# Sunglasses



## Guest (Feb 26, 2009)

Yeah I wear sunglasses snowboarding because I don't feel like wearing my god damn gordinis. They're spy haymakers, only the best for me. How 'bout you?

Plus they hella steezy and don't restrict your nasal passages-gangsta right there.


----------



## Guest (Feb 26, 2009)

I used to love wearing sunglasses to snowboard. I had a pair of old school oakly eyejackets that were awesome for boarding. They were the cobalt blue frame with red iridium lenses. I crashed hard and broke them, though, and I could never find another pair that I liked.

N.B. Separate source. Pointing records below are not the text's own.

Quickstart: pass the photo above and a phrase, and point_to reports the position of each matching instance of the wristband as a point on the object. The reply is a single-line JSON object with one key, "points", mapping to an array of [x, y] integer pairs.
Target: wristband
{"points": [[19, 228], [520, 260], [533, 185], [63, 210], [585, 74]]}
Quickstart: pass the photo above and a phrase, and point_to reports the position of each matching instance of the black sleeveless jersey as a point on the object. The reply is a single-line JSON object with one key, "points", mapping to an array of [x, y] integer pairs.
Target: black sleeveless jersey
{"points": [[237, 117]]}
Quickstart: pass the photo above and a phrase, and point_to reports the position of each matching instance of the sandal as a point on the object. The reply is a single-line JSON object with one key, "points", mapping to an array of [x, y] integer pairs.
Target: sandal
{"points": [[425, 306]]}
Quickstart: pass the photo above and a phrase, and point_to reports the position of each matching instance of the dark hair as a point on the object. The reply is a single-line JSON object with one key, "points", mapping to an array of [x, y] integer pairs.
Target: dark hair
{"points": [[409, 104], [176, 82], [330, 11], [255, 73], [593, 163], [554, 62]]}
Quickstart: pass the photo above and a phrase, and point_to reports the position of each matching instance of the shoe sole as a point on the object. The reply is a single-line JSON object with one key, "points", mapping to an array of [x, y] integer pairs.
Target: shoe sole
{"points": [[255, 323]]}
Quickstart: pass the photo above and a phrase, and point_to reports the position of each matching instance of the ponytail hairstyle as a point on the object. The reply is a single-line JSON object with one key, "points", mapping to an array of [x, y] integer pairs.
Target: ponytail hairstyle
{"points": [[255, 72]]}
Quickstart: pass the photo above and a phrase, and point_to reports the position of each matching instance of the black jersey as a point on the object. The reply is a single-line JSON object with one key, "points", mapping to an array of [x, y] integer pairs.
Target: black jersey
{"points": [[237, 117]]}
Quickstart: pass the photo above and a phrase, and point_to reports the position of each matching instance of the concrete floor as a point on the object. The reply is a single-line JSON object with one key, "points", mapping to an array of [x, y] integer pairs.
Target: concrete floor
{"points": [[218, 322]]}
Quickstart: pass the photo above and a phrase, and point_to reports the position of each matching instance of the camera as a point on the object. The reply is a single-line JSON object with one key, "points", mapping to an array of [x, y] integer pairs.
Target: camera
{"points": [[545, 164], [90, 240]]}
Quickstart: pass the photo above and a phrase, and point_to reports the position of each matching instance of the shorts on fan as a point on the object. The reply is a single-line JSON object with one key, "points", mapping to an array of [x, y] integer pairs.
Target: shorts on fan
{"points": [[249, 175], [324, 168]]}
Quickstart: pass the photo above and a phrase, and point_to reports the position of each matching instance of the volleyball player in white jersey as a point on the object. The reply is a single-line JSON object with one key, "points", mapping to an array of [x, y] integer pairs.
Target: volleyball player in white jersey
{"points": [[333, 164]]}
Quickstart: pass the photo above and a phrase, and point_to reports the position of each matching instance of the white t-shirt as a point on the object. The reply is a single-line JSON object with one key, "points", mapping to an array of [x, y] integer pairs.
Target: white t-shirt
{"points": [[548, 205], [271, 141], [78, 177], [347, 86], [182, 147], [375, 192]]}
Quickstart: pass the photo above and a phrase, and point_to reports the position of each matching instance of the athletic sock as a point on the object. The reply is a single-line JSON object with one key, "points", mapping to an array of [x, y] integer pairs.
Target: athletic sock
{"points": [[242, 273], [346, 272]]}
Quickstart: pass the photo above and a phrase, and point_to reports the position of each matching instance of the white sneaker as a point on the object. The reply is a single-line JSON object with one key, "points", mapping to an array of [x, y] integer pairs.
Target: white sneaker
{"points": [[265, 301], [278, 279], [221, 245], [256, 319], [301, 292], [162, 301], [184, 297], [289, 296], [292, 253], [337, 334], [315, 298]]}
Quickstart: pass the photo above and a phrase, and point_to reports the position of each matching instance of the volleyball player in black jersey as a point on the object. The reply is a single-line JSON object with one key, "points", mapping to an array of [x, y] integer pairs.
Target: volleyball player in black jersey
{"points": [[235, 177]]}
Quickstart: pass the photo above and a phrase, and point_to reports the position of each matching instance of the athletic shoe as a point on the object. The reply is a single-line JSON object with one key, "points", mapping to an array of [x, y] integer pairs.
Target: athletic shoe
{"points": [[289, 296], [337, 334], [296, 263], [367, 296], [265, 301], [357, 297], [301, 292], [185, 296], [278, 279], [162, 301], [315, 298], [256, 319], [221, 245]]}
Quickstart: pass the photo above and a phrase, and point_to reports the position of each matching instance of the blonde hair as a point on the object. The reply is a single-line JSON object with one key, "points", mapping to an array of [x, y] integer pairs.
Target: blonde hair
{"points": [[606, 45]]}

So now it's googles for me.


----------



## Nivek (Jan 24, 2008)

Essi, Sabre, or Ashbury.


----------



## Guest (Feb 26, 2009)

I rocked my Oakley's this past weekend at Sugar. They did fine for me.


----------



## RidePowder (Oct 30, 2008)

I personally see it as more of a gaper skier trend around me than anything. So I just rock my a frames because they is comfy


----------



## Technine Icon (Jan 15, 2009)

Where i ride it is way to cold for sunglasses. I've tried it but my eyes would water just as I was hitting a jump and I crashed and broke them.


----------



## Enigmatic (Feb 6, 2009)

yeah googles are sick, they're a fun part of the sport for me.


----------



## baldy (Nov 14, 2007)

how are goggles fun?


----------